Here are some tips to get your content noticed:

  • Use all your existing marketing channels with current customers to call attention to your content. This includes regular e-mail blasts to opted-in readers, social media integration, and prominent placement on your website(s).
  • Find folks in your industry with loyal audiences that are looking for your kind of quality content. Making friends with bloggers and media folks that share related information is invaluable, and a true win-win. They need the content, and you need the eyeballs. Don’t be afraid to make friends.
  • In fact, I advocate creating content specifically for a website that has a large following of readers in your demographic. Customizing the content increases the odds of publication, and it shows how serious you are about honoring their specific parameters and needs.

SEO Challenge 3: Brand Awareness

Brand identity is absolutely essential to a strong SEO campaign. If you think of SEO as a short-term, one-off goal, you won’t achieve the highest rankings. Don’t assume SEO is just about clicks, traffic and conversions. SEO is marketing, after all, and the big picture goal of marketing is always to increase your brand awareness and credibility in the eyes of consumers.

This integrates seamlessly into Google’s perspective too. More and more, they are rewarding businesses with high authority, trustworthiness and credibility. If your overall SEO strategies encompass the permeation of these qualities, you’re on the right track in a very big way.

SEO Challenge 4: Mobile

Many business owners still think mobile SEO is exactly the same as traditional SEO. Alas, that’s just not the case. Treating them the same will not only dilute your mobile results, it could diminish efforts on both sides, because Google is giving more and more credence to good mobile SEO tactics.

I hear lots of marketers tout that their audience isn’t accessing them on mobile, so it’s not a big part of their strategy. In almost every case, it isn’t that their customers aren’t using mobile devices, it’s that their content is either difficult to find or difficult to access on small screens. In other words, they don’t see high mobile traffic because there are flaws in their approach. This is why it behooves everyone to include small screens into every aspect of the site production and marketing efforts.

How do you appeal to the small screen masses? Make content just for them, for starters. Have a keyword strategy based on mobile trends and results. Ensure your sites, blogs, and content offerings all work flawlessly on small devices. Treat your mobile customers as an entirely different aspect of your demographic with unique needs and requirements. They are, after all, and with mobile traffic continuing to skyrocket, ignoring this area of your business could be hugely detrimental.

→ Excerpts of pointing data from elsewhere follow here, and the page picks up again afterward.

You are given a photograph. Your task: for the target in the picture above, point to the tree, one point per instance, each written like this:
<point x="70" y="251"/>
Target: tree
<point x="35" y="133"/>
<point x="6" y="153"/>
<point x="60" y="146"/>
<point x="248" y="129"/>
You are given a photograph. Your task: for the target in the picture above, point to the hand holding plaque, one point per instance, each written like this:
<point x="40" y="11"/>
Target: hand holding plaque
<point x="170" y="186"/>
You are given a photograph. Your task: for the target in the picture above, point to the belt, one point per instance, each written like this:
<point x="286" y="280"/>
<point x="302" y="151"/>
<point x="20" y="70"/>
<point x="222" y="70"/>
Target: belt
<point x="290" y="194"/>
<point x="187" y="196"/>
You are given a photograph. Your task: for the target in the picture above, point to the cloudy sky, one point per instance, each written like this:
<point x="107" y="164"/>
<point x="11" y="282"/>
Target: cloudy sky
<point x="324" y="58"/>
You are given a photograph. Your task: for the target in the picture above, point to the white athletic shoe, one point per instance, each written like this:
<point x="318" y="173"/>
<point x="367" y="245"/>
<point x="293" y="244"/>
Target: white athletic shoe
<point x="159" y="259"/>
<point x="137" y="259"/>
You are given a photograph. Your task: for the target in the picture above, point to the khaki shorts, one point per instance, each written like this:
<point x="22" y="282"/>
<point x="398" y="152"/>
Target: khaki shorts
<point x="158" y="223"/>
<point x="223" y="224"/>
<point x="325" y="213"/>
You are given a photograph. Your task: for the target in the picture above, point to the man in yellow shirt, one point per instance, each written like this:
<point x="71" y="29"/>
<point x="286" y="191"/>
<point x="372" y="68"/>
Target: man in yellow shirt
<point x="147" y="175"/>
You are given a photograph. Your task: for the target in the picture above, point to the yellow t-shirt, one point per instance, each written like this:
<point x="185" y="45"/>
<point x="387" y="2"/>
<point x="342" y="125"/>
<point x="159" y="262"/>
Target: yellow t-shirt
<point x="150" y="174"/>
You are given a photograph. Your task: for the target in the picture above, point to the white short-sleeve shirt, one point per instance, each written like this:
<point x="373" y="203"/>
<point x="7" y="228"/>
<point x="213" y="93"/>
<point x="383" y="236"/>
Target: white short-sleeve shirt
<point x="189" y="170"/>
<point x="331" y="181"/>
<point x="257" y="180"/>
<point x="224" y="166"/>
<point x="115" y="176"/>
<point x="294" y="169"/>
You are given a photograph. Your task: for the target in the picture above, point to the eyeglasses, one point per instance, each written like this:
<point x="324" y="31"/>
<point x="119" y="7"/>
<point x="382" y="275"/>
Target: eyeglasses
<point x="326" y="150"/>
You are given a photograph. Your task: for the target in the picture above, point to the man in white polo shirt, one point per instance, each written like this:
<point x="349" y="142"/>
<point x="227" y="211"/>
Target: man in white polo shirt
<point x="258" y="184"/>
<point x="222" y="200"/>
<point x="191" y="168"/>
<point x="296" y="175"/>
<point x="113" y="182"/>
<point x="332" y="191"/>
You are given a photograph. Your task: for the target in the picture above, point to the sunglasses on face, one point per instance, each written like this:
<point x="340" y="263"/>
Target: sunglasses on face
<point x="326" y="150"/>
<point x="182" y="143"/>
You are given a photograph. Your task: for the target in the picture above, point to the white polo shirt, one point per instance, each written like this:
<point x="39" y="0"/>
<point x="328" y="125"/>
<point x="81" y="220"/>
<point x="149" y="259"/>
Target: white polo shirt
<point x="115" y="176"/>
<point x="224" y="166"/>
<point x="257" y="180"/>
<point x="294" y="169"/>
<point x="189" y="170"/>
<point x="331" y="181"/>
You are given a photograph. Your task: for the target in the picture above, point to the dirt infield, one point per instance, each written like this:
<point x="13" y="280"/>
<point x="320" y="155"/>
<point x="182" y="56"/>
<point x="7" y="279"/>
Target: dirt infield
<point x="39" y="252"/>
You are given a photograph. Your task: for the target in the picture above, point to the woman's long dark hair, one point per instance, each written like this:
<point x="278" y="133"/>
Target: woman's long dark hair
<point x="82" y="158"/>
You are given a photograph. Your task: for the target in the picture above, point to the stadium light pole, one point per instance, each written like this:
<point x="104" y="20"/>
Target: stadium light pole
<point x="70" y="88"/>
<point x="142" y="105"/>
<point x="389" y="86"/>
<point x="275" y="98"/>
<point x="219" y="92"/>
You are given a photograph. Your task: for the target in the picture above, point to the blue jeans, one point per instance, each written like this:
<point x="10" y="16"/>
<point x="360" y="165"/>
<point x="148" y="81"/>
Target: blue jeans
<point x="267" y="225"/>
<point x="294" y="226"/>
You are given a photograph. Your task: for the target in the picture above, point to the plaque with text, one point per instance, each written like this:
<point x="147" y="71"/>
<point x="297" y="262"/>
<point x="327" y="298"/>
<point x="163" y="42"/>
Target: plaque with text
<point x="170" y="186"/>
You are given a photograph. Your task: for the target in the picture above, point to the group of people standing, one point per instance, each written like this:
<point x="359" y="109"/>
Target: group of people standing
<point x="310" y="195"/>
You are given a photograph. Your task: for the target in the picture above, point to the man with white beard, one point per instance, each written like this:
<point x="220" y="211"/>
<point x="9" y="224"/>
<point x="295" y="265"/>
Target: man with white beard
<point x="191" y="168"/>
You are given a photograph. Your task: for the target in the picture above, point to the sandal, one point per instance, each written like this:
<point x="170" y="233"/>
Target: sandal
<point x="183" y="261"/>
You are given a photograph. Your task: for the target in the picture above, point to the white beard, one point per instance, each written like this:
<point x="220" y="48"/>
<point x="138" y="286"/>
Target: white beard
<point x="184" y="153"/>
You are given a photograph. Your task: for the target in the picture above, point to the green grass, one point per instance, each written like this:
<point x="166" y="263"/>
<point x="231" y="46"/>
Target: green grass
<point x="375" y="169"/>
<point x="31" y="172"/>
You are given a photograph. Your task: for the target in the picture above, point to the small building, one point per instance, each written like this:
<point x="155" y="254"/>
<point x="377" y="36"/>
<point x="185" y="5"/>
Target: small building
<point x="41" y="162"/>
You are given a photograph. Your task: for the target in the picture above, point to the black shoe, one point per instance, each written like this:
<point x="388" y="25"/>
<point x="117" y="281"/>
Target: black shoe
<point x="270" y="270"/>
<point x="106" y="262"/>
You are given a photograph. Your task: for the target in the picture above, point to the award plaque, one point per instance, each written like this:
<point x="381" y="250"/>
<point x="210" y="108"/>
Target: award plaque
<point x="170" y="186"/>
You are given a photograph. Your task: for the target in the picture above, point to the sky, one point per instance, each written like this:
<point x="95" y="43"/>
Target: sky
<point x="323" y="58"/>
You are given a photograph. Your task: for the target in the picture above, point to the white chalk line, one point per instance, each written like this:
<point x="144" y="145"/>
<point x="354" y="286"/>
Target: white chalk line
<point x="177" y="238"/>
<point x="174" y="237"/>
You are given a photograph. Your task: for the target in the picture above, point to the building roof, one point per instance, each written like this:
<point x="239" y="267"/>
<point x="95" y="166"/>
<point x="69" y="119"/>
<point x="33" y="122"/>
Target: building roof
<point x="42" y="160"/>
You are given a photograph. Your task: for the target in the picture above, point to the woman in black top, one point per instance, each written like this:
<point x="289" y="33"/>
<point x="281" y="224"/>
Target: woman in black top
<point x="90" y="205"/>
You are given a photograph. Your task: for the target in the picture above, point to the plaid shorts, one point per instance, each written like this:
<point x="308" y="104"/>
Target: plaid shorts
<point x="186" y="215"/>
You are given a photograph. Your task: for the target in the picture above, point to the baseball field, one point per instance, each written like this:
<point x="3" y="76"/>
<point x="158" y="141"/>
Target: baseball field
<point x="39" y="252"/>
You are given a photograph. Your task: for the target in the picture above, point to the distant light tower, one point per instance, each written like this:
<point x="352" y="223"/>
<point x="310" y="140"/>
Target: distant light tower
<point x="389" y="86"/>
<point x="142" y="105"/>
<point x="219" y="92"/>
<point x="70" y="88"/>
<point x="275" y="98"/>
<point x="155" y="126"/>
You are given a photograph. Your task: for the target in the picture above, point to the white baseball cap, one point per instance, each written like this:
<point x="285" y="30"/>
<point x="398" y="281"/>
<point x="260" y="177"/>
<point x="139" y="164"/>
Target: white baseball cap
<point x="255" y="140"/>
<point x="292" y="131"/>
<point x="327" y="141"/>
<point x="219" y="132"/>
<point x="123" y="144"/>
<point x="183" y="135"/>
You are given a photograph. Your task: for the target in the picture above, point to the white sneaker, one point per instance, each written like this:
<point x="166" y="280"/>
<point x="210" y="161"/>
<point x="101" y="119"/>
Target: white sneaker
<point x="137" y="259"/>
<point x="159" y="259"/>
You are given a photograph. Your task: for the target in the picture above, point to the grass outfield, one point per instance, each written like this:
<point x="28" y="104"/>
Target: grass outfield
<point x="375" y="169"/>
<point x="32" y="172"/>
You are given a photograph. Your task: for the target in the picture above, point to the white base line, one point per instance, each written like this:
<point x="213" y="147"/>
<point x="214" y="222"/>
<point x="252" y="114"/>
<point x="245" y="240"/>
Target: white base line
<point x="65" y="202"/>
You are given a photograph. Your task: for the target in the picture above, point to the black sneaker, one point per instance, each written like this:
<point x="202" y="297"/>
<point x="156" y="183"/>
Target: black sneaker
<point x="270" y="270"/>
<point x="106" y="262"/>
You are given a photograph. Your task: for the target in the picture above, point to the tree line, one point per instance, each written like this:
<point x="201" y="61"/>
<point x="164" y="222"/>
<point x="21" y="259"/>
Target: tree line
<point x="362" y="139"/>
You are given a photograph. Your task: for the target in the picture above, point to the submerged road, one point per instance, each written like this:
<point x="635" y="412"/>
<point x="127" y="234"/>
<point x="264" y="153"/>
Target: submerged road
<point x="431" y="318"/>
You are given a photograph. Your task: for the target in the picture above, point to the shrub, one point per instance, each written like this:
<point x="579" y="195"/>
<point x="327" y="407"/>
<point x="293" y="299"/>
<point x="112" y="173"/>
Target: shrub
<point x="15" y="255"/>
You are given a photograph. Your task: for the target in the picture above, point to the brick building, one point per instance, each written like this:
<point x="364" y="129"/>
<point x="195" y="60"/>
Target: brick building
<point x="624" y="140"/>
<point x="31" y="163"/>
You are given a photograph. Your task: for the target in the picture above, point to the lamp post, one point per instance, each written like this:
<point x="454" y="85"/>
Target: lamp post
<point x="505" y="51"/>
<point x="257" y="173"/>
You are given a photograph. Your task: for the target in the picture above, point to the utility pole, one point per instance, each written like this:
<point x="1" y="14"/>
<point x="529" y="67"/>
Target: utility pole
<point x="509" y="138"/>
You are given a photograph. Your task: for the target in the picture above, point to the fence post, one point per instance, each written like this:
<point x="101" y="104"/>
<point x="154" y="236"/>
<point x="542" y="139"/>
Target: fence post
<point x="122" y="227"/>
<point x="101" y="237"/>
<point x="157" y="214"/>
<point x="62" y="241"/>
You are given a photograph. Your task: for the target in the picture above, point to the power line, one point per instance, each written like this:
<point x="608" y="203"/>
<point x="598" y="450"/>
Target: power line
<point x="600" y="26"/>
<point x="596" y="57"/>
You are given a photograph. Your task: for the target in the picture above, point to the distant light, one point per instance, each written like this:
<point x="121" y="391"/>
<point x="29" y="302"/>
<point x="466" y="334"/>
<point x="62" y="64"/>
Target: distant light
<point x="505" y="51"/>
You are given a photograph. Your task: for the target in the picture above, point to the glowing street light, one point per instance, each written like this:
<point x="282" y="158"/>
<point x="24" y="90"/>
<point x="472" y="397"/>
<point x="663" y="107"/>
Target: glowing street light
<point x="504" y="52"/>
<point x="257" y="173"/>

Yes, you still have to make sure your sites (mobile and otherwise) all have targeted keyword strategies, excellent SEO data, URLs, and descriptors, and robust site maps. These must-haves don’t change much. What does keep shifting is the challenge of staying on top of SEO trends and tools. If you’re feeling overwhelmed, keep going back to the core of what high rankings are all about: quality, consistency, content, and credibility. That’s the recipe for SEO success, and it’s never too late to start.

What are your biggest SEO challenges these days?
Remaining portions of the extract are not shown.